Помимо университетских обязательств, привлекает внимание упоминание «Истории русской лирики» — большого труда, над которым Брюсов работал в это время, но так его и не завершил[274]
. В нашем контексте существеннее всего отметить, что эта история была задумана как сугубо научный труд. В несколько более позднем письме к М. В. Самыгину Брюсов рассказывал: «Я много работаю над „Историей лирики“; это будет труд громадный, величайший. Он должен создать науку „истории литературы“. Подобного ему нет, не было. Он разрастается с каждым новым шагом; годы, годы — передо мной» (ЛН. Т. 98, кн. 1. С. 376). Впервые мы узнаем об «Истории русской лирики» из письма к Е. И. Павловской от 18 ноября 1896 года, однако всерьез Брюсов работал над ней весною и летом 1897 года.Вероятно, не случайно, что и суждения о символизме, которые Брюсов произносит в это время, так или иначе облечены в форму исторического рассуждения. 24 марта он получил письмо от своего однокурсника, впоследствии приват-доцента философского факультета Давида Викторовича Викторова: «Пользуясь Вашим любезным согласием, мы назначили заседание нашего Литер<атурного> Кружка на вторник, 25 марта. Начало, как мы уже раньше переговорили с Вами, в 8 ч<асов> в<ечера>. Совершенно упустил из виду спросить точное заглавие Вашего реферата и принужден был произвольно титуловать его — „К истории символизма“, надеясь, что это соответствует в общем его содержанию»[275]
. Об этом докладе следует и запись в дневнике: «Вчера я читал в одном обществе реферат о символизме. Реферат был неудачен. Пора задуматься. От чего зависят мои последние неудачи, которых так много? От того ли, что стал требовательнее к себе и считаю неудачей то, чему прежде радовался бы? — или от того, что мои способности ослабли, и я уже не могу исполнить с успехом того, в чем прежде неизменно добился бы успеха? Это вопрос жизни».Нам трудно судить о том, что именно послужило причиной брюсовской «неудачи», но в контексте разбираемых событий и впечатлений логично предположить, что связано это было с новым подходом к литературе, в том числе и современной.
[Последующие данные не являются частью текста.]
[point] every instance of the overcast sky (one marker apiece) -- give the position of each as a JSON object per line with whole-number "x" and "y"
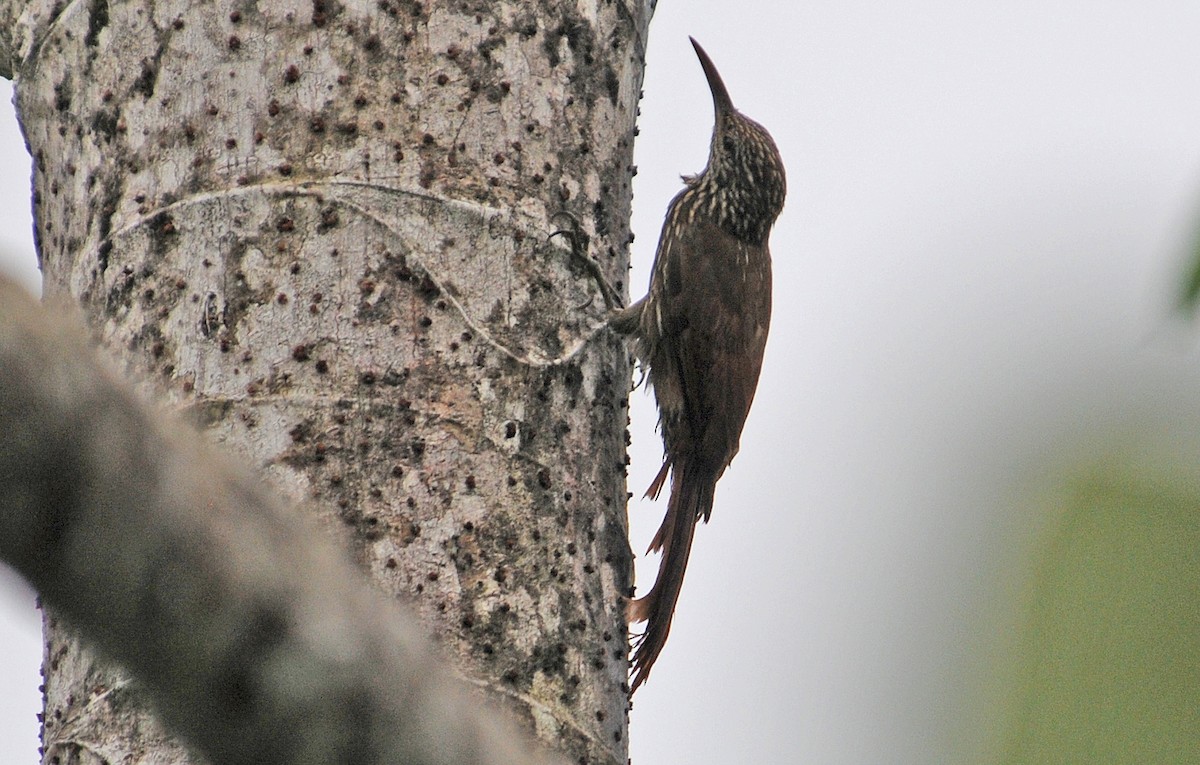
{"x": 988, "y": 205}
Историзация литературно-критического мышления, которая традиционно считается одной из важнейших особенностей Брюсова-критика, развивалась с особенной интенсивностью именно в это время.
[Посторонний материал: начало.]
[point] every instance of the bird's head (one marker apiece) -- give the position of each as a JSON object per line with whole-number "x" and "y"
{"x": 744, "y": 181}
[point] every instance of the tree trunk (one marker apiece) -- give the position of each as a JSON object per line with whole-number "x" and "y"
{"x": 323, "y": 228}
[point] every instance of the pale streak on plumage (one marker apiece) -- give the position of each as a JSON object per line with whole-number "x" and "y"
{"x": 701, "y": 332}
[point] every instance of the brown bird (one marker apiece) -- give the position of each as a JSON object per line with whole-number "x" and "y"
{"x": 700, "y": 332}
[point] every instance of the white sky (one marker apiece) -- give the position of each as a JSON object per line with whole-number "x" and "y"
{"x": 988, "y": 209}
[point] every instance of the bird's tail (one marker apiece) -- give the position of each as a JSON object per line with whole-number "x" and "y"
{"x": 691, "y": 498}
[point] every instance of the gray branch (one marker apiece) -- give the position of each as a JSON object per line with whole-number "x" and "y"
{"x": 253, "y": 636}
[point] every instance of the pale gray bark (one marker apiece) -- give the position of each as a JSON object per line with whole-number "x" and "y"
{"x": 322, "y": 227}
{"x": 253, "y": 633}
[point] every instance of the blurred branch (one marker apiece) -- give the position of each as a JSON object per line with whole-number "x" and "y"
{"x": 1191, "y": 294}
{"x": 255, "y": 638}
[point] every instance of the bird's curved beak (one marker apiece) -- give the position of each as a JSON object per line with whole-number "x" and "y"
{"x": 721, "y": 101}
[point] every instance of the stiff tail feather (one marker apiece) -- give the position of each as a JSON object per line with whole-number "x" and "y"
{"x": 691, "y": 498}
В университете он в эти недели (вторая половина марта) пишет реферат о Ж.-Ж. Руссо для Герье и реферат для В. О. Ключевского[276]
. Таким образом, в наше повествование входит имя еще одного выдающегося историка, у которого Брюсов учился. «Об окончании академического года (шестого зачтенного семестра из потребных восьми) у нас почти нет свидетельств. Лишь 21 апреля в дневнике помечено: «Экзамен из Богословия», да 8 мая там же: «Веч<ером> у Герье». Последняя запись показывает, что и на самом деле нормализация отношений достигла своего логического предела.
Летом Брюсов ненадолго съездил в Германию, в конце лета — в Малороссию к умиравшей от туберкулеза Е. И. Павловской, а после этого, в сентябре, женился (вряд ли испрашивая на то разрешение в университете). В архиве сохранился его студенческий билет с перечнем тех необязательных лекций, на которые студент Брюсов записался. Среди них «Тацит» и «Греческие древности» (В. А. Шеффер), семинар Ключевского[279]
, «История средних веков» и семинар[280] П. Г. Виноградова, «История Римской империи» и «Папство» (М. С. Корелин), «История славян» (П. А. Лавров), «Историческая география» (М. К. Любавский), «История церкви» (А. П. Лебедев) и «Политическая экономия» (А. А. Чупров). Эти преподаватели также заслуживают внимания.